Leidos [LDOS] is forecasting about 6 percent annual growth in the addressable market for its Dynetics business unit, up from about 4 percent projected a year ago, driven by accelerating customer demand for advanced technologies and weapon systems, the head of the group said on Thursday.

“Right now, the customer is saying, ‘I don’t want the elegant solution. I need the 80 percent solution.

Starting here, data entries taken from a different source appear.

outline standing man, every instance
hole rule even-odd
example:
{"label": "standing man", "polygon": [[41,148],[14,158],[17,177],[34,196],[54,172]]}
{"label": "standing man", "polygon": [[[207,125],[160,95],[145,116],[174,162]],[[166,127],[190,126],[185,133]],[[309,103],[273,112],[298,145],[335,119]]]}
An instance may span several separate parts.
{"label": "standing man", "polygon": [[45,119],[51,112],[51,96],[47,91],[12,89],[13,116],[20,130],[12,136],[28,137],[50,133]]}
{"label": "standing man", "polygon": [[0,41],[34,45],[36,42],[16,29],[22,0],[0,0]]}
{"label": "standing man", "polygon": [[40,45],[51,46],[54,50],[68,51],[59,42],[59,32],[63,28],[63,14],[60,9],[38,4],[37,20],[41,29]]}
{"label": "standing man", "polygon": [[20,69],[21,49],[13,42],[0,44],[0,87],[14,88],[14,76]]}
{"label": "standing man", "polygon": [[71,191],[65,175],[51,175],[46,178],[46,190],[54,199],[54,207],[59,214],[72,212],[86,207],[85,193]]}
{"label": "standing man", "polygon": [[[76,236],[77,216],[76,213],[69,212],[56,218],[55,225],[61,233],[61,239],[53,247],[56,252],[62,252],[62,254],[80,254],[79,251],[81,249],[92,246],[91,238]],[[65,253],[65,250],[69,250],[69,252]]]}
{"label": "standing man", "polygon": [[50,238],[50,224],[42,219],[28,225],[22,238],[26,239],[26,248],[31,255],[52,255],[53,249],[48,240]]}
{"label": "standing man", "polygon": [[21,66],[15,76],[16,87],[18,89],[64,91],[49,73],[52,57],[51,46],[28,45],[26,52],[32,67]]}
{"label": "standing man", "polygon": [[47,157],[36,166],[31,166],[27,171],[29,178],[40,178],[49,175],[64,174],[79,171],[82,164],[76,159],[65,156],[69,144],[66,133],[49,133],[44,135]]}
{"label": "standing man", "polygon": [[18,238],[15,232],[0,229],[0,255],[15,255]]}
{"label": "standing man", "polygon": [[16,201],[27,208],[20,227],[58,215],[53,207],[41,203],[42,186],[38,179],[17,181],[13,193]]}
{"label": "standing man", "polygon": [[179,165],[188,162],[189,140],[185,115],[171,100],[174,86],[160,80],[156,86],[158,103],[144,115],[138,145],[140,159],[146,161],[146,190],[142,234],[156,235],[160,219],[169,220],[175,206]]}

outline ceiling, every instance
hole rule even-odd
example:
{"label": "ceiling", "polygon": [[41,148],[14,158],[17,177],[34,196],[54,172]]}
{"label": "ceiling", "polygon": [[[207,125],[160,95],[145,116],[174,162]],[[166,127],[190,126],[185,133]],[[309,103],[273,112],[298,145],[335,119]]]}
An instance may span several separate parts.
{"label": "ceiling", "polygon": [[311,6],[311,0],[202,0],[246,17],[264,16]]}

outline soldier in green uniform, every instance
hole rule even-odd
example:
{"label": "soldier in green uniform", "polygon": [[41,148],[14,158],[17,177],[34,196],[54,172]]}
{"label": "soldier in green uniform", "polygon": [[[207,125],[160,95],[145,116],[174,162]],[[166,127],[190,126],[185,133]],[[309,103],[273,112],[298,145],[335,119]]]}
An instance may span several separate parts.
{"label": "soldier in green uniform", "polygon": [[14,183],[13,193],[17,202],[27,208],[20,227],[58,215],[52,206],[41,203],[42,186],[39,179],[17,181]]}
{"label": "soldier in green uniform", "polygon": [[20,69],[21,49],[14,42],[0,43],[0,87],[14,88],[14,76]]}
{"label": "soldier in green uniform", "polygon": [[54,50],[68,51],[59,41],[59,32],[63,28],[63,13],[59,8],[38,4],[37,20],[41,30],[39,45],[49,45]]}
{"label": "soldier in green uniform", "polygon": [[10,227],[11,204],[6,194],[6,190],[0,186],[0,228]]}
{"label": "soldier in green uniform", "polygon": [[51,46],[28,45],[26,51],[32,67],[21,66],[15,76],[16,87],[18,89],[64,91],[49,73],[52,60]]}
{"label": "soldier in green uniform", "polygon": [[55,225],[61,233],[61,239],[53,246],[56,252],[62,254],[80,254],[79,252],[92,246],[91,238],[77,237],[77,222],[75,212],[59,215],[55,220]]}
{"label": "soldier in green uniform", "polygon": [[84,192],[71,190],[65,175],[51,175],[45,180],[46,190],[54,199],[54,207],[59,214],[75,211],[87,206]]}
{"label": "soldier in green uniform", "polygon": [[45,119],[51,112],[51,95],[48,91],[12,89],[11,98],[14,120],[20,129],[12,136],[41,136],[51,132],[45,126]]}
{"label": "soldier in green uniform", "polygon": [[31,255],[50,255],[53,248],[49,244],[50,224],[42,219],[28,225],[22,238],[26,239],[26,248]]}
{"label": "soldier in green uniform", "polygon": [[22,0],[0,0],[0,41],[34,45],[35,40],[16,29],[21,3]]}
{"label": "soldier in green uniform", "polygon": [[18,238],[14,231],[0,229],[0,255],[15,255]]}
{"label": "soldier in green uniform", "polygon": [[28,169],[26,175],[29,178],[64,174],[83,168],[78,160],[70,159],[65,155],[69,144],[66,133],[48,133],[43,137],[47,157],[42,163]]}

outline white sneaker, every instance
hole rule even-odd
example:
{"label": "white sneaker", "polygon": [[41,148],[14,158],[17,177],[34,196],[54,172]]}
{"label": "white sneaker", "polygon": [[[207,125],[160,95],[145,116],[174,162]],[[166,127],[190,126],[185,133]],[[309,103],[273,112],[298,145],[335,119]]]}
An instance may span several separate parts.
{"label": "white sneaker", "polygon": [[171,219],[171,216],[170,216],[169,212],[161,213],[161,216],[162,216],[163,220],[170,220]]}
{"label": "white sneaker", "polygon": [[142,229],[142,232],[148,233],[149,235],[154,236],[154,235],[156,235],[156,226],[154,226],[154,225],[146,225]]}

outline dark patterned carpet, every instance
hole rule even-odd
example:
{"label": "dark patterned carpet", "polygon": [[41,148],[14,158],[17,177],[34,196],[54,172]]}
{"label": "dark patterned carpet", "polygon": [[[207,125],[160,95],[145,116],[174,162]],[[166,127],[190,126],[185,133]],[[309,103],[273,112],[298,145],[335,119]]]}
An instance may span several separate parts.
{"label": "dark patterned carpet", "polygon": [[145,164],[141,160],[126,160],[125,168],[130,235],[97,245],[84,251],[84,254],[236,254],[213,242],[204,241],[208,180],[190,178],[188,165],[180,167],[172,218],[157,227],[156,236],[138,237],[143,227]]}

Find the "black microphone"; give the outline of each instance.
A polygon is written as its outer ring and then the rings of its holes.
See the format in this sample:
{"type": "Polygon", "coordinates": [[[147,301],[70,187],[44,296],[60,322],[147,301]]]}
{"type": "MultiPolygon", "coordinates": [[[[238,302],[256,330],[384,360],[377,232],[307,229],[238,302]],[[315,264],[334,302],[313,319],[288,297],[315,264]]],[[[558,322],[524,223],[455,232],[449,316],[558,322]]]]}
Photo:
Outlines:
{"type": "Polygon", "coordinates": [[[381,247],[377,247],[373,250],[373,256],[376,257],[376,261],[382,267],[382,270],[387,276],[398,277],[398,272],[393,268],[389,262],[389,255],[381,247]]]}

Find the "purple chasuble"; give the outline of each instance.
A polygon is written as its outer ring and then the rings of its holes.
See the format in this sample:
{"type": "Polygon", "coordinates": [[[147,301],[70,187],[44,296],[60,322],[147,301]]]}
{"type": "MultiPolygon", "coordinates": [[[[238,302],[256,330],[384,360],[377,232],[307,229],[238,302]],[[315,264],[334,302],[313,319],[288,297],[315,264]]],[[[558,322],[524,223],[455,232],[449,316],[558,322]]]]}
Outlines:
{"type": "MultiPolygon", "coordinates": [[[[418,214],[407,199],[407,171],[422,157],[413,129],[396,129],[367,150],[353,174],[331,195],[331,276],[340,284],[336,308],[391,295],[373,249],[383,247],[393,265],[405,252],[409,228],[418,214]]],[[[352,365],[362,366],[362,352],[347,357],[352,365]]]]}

And I need it in a couple of years, whether that be a Wide Field of View sensor two years from start, whether that be the first hypersonic glide body in the field in four years,’” said Steve Cook, president of the Dynetics Group. “Those are the kinds of speeds that we’re having to move at.”

The approximately 6 percent compound annual growth in the addressable market extends from 2022 out to 2027, according to a slide presented by Cook during an investor day that was webcast from the business unit’s headquarters in Huntsville, Ala. In 2022, the addressable market stands at $37 billion and is expected to reach $49 billion in 2027.

Market drivers include great power competition with China and Russia, defense modernization, and the need for rapid, innovative solutions with key program areas being  hypersonics, and national security space solutions, air defense and integrated force protection, and airborne autonomy.

Dynetics does about $1.5 billion in annual sales.

Since Leidos acquired Dynetics in January 2020, the business unit has grown from about 2,300 employees to about 4,100 currently, with about 2,500 working in Huntsville and the rest at a number of locations throughout the U.S., Cook said. When he joined the company in 2009, Dynetics did about 90 percent of its business in high-end engineering services, now those services account for about 20 percent of sales and products 80 percent, he said.

Roger Krone, chairman and CEO of Leidos, said at the outset of the investor day that the purchase of Dynetics so far has led to $1.6 billion in new program wins that neither Leidos nor Dynetics would have even bid on had the acquisition not occurred. Those wins include the Space Development Agency’s missile warning and tracking space sensor on which Dynetics is subcontracting to Northrop Grumman [NOC] for the Wide Field of View sensor, round one of NASA’s Human Landing System preliminary design, the Navy’s MACH Test Bed for hypersonics, thermal protection systems for the Army’s and Navy’s Hypersonic Glide Body, and the Army’s Enduring Indirect Fires Protection prototype.

Dynetics operates in four market areas: weapons technology, hypersonics and space solutions, intelligence and electronic warfare, and avionics and unmanned solutions.